Gerade bei letzterer Frage könnte ich mir nicht vorstellen, daß ein Ökonom, der ruhig bis an sein Lebensende Geld für seine Forschung erhalten und die Ergebnisse publizieren will, zur Sache kommt. Da bleibt dann nur Literatur wie Gary Allen: Die Insider, die nicht als Fachliteratur gelten kann. Auch so kleine Ereignisse wie die 15 Milliarden Dollar, die am 5. September 2001 auf fallende Kurse von Merryl Lynch, Morgan Stanley, Münchener Rück, American Airlines und United Airlines gesetzt worden sind - eben die Kurse, die durch den 11.9. am heftigsten fielen - werden ja nicht in Büchern analysiert. Die Financial Times und die FAZ haben darüber berichtet, die Internationale Börsenaufsicht sollte es untersuchen, hat man mal einen Abschlußbericht gesehen? Aus mehreren, teils dubiosen Quellen verlautete, der "Carlyle Fund" hätte die Put Options gesetzt, in seiner Website warb er damals dafür, daß er "durch intime Informationen stets gute Anlageentscheidungen zu treffen imstande ist". Bleibt nur hinzuzufügen, daß die befreundeten Familien Bush und bin Laden beide fast ihr gesamtes Vermögen von Carlyle verwalten lassen.- Grenzen objektiver Berichterstattung, in der Literaur und in den Medien; letztere waren immerhin einige Wochen am Ball. Der Rest ist Schweigen.

Gruß Set

 

Grüß Dich Set,

"tolle" Fragen hastu da, die aber nun wiederum so einfach nicht zu beantworten sind, was schon mit der ersten beginnt:>kann irgendein Banker, der nicht nur ein fiebriger Mitäufer der untersten Garde ist, behaupten, er hätte den Ausgang nicht vorhersehen können?<
Grundsätzlich hättestu recht, doch konnte man in den letzten Jahren (eher Jahrzehnten) beobachten, dass die Ausbildung zum Bankkaufmann schon sich gewnadelt hatte: selbst der kleinste Schalterbeamte/angestellt ist vollgestopft worden mit der neoliberalen Ideologie und dem Renditedenken, dass heutigentags der Film von 1975 "Lina Braake. Die Interessen der Bank können nicht die Interessen von Lina Braake sein" aktueller ist denn je. Dem Vollstopfen mit Ideologie korrespondierten in der Folge auch "hand/kopfwerkliche" Mängel und Naivität, indem der junge Mensch glaubt, die Produkte seiner Bank (Versicherung/Finanzdienstleister ezc) wären die besten überhaupt, für die man sicher nicht den einzelnen Azubi verantwortlich machen kann.

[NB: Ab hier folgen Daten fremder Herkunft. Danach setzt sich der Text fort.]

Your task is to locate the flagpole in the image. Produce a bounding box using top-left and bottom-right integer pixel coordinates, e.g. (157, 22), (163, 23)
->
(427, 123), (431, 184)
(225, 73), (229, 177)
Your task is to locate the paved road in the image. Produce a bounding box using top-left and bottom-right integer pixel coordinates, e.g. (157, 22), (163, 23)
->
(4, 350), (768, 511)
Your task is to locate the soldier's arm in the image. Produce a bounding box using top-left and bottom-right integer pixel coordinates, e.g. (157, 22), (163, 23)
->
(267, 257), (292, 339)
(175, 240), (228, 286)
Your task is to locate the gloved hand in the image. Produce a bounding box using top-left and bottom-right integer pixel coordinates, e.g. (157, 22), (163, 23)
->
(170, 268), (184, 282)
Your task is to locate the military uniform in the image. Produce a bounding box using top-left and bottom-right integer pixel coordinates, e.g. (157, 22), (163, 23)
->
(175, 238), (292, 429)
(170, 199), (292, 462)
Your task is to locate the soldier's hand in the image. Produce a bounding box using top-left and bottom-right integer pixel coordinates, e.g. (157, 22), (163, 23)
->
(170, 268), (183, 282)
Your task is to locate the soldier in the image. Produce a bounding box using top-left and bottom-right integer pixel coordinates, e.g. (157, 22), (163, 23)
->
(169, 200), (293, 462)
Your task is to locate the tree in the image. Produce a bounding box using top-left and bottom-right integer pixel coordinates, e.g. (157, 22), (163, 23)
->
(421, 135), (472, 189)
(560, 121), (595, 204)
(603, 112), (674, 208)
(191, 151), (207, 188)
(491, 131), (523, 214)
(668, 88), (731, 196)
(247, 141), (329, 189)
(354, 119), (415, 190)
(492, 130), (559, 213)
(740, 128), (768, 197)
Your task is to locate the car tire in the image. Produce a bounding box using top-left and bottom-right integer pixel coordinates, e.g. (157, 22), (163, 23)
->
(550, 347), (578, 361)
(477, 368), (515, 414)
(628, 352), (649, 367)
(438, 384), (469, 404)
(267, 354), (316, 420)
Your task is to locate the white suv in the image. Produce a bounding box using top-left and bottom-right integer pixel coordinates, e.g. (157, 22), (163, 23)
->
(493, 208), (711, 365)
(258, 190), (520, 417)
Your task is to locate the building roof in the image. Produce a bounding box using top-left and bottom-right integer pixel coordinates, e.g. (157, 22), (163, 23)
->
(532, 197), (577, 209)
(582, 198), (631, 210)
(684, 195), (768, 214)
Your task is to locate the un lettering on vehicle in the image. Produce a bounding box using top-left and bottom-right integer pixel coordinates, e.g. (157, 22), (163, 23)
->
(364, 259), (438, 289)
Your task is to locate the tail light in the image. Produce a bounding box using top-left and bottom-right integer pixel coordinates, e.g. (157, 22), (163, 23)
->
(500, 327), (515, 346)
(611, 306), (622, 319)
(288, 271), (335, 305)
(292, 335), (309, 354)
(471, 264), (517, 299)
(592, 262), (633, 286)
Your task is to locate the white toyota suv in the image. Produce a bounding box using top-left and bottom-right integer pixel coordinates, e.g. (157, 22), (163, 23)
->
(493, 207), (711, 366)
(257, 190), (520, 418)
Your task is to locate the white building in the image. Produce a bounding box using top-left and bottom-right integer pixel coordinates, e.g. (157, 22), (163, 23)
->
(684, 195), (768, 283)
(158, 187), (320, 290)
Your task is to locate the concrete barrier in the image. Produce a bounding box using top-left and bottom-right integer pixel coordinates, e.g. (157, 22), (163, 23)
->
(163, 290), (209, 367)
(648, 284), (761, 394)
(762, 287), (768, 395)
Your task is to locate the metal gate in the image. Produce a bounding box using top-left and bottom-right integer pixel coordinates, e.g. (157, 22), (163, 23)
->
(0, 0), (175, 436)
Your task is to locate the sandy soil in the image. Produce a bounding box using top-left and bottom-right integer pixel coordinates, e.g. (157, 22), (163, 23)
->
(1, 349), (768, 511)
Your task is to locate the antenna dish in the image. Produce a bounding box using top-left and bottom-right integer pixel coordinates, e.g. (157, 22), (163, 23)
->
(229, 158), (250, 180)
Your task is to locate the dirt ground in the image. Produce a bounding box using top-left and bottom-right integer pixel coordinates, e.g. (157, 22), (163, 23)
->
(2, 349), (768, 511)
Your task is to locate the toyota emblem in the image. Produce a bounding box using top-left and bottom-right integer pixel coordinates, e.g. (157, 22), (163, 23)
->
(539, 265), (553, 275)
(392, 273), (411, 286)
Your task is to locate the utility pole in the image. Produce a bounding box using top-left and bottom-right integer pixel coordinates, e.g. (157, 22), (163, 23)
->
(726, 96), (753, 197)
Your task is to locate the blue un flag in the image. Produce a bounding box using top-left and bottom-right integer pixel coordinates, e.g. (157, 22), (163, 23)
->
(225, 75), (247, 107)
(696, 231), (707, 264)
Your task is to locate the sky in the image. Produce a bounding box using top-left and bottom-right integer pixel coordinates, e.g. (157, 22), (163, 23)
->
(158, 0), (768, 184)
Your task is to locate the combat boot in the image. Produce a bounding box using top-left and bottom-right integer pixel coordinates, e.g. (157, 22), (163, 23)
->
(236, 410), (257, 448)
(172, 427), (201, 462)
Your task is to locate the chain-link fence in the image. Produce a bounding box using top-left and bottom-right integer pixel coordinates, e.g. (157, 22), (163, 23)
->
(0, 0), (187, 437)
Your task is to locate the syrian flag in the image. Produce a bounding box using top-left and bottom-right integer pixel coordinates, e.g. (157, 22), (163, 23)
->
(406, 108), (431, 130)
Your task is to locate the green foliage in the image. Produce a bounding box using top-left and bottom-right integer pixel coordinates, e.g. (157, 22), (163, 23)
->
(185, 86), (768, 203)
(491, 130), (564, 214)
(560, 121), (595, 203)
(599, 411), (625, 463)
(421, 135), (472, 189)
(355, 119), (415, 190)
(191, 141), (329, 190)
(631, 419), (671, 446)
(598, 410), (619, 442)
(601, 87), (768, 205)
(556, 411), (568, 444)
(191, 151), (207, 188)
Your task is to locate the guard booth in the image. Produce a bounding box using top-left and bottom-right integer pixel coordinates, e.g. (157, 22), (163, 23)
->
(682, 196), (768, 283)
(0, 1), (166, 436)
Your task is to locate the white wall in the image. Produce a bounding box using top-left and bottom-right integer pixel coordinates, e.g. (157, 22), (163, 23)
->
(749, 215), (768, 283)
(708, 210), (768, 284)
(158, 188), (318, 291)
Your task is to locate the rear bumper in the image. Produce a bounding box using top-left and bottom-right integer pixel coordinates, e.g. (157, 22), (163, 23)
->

Ähnliches geschieht in den betriebswirtschaftlichen Seminaren, dass ich mir dazu nur den Satz erlaube: die Herren Dozenten werden nach der Krise - alles hat einmal ein Ende, nur die ... - die selben Namen tragen wie zuvor, Herr Sinn wird weiter seinen Unsinn verzapfen und Wirtschaft(spolitik) als Religionsersatz verkaufen, dass nur zu hoffen bleibt, dass zumindest sein unseliger Vergleich der Judenverfolgung mit der Kritik an den Wirtschaftseliten nicht vergessen wird.

>kann ein so teuer betuchtes Exemplar wie Herr Akkermann behaupten, er hätte das Ausmaß der Krise nicht übersehen können?<
Berufsoptimisten übersehen schon mal was.

>entsteht das alles als nichtlineare Wechselwirkung tausender Akteure, quasi wie eine Naturkatastrophe, oder sind alle wesentlichen Schritte, wie die Spekulationsblasen , die Derivate, die termingerechte Zinssenkung, die durch die Überbewertung der Immobilien gleich doppelt wirkt, der Hausse Zunder zu geben - sind diese wesentlichen Takte zentral von einer kleinen Gruppe gesteuert?<
Jain, kann sein, muss aber nicht. Dass auch mit Bluff gearbeitet wird, zeigstu schön in der Tulipa-Geschichte. Ich hab mich mal für Finanzdienstleister interessiert, die vor allem die Arbeitsagenturen belagerten und angeblich Büroleute suchten. Stattdessen suchten sie Kunden und fabrizierten Schneeballsysteme. Als der Arbeitsagentur das verklickert wurde, hielt die sich bedeckt, waren die Leute doch erstmal aus der Statistik raus ... So ist das z. B. ganz unten. Vor gar nicht langer Zeit war in der ZEIT ein Bericht über Finanzdienstleister, die unterm Vorwand, Arbeitsstellen anzubieten, über Studenten herfielen. Am Ende stand eine Karriere als Kunde und das Schneeballsystem. Das peinliche war, die ZEIT wies nach, dass zumindest eine Hochschule mit einem dieser Geldhaie zusammenarbeitete.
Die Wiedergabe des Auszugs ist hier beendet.